Qui a Cape Canaveral è tutto pronto per il lancio della missione STS 120 dello space shuttle prevista per domani, martedì 23 ottobre alle ore 11:38 (le 17:38 ora italiana). Purtroppo però le ultime notizie diramate dalla Nasa fanno temere: le previsioni meteo, infatti, non sono buone, e la Nasa precisa che c’è solo il 40% di probabilità di poter effettuare il lancio. Ma il sole, che oggi pomeriggio è tornato a splendere sopra Cape Canaveral, fa sperare che domani tutto si possa svolgere regolarmente. La missione STS 120 porterà in orbita sette astronauti, tra i quali l'astronauta italiano dell'Agenzia Spaziale Europea Paolo Nespoli.
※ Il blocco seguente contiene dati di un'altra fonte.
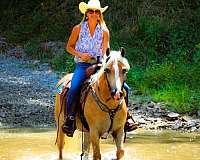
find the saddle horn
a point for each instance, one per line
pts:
(122, 51)
(107, 52)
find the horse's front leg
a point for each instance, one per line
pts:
(118, 137)
(94, 137)
(86, 146)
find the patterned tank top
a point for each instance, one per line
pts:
(87, 43)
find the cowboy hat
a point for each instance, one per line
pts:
(92, 4)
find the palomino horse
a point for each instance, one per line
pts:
(104, 108)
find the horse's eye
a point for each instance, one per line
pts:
(106, 70)
(124, 71)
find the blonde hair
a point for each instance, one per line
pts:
(100, 21)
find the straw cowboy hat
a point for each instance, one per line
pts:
(92, 4)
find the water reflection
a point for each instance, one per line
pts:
(38, 144)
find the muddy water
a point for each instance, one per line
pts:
(38, 144)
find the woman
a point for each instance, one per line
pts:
(88, 41)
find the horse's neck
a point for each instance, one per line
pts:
(102, 89)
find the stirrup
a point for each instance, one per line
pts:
(69, 126)
(130, 126)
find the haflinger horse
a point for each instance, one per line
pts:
(104, 107)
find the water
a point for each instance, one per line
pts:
(38, 144)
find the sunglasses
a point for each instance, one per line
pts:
(91, 11)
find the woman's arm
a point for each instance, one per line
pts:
(106, 41)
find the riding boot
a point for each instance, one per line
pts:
(69, 126)
(130, 124)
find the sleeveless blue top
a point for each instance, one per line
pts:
(87, 43)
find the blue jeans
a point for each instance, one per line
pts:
(127, 88)
(77, 80)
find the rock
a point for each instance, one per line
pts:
(150, 104)
(172, 116)
(191, 123)
(141, 121)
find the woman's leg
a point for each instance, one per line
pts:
(77, 80)
(129, 125)
(127, 88)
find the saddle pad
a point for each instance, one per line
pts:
(65, 82)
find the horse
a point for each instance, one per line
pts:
(104, 108)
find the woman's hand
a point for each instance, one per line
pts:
(85, 56)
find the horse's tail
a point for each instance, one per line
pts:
(58, 111)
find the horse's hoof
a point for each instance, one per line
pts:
(120, 154)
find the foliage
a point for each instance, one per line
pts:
(161, 39)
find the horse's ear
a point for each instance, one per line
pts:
(107, 52)
(122, 51)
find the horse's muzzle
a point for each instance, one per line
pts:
(116, 95)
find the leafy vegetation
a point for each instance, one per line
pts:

Nel corso dei 14 giorni della missione, Nespoli avrà una serie di compiti delicati: aiuterà dall'interno della navicella i compagni che effettueranno le attività extraveicolari, effettuerà esperimenti di biologia e fisiologia umana e "accompagnerà" fino alla Stazione Spaziale Internazionale un nuovo modulo, detto "Nodo 2". Questo, realizzato dalla italo-francese Thales Alenia Space per conto Agenzia Spaziale Italiana, servirà per la futura connessione alla Stazione di altri moduli, tra cui quello europeo per esperimenti Columbus, che verrà lanciato tra qualche mese. Se domani il lancio non fosse possibile, verrà ritentato nei giorni successivi, fino a quando le condizioni meteo non soddisferanno i rigidi criteri fissati dalla Nasa per l'invio in orbita dello shuttle. Abbiamo sentito al telefono Nespoli subito prima che andasse a riposare. Gli astronauti infatti sono andati a dormire intorno alle 16:00 ora locale e si sveglieranno alle 2 del mattino per iniziare le complesse operazioni che prtano al lancio. Nespoli era molto tranquillo: «Siamo tutti molto preparati, e questo fa e questo fa diminuire la tensione, anche se un pochino di emozione c'è. Con me sullo shuttle, oltre al modulo "Nodo 2", porterò anche le foto e le fedi dei miei nonni e la foto di mio padre, scomparso lo scorso anno».